GENEVA (AN) — The global number of confirmed COVID-19 cases surpassed 300 million with 5.47 million deaths on Friday as nations reeled from a highly transmissible Omicron variant.
It has been five months since the 200 million mark was crossed, an acceleration from the six months it took to go from 100 million to 200 million. Before that it was little more than a year between the first reported outbreak and the first 100 million cases, according to World Health Organization figures.
WHO called on world leaders to support a campaign to vaccinate 70% of people in every country by mid-2022.
"To end the acute stage of the pandemic, the highly effective tools science has given us need to be shared fairly and quickly with all countries of the world. Vaccine inequity and health inequity overall were the biggest failures of last year," WHO Director-General Tedros Adhanom Ghebreyesus told a press briefing.
'Vaccine equity is a killer'
When the 200 million mark was reached, Tedros said 4 billion vaccine doses had been administered globally but more than 80% had gone to high- and upper-middle income countries, even though they accounted for less than half of the world’s population.
The situation has changed little since then, and Tedros noted that at the current pace of vaccine rollout some 109 countries would miss out on fully vaccinating 70% of their populations by the start of July 2022. He had wanted every nation to have 10% of their population vaccinated by October and 40% by New Year's Day.

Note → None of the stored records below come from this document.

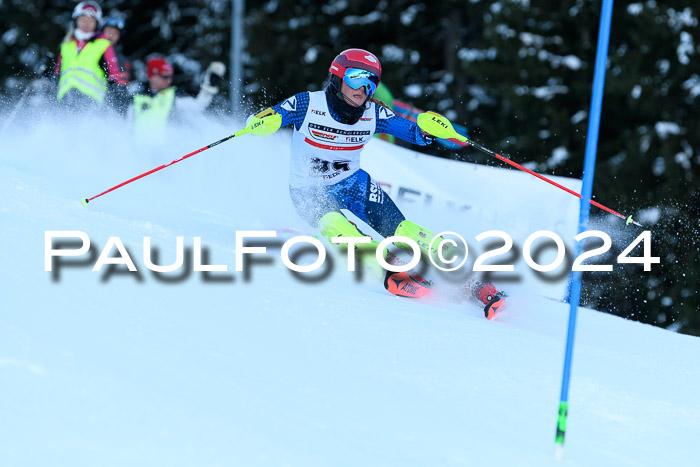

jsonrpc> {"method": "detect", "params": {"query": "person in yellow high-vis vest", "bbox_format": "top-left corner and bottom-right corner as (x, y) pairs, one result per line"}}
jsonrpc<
(54, 1), (119, 107)
(129, 57), (226, 139)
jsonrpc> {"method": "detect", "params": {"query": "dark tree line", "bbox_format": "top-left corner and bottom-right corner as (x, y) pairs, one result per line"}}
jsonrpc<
(0, 0), (700, 335)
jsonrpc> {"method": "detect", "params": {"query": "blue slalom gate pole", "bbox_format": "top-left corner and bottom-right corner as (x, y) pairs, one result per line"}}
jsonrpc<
(555, 0), (613, 456)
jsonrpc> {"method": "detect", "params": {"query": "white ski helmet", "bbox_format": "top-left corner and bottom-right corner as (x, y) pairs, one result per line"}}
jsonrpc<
(72, 1), (102, 23)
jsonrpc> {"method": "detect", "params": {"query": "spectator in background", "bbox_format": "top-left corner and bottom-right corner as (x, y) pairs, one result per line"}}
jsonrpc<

Some 36 nations missed the first target mainly due to their lack of access to vaccines, and 92 of WHO's 194 member-nations missed the year-end target.
"While some countries have had enough personal protective equipment, tests and vaccines to stockpile throughout this pandemic, many countries do not have enough to meet basic baseline needs or modest targets, which no rich country would have been satisfied with," Tedros said. "Vaccine inequity is a killer of people and jobs and it undermines a global economic recovery."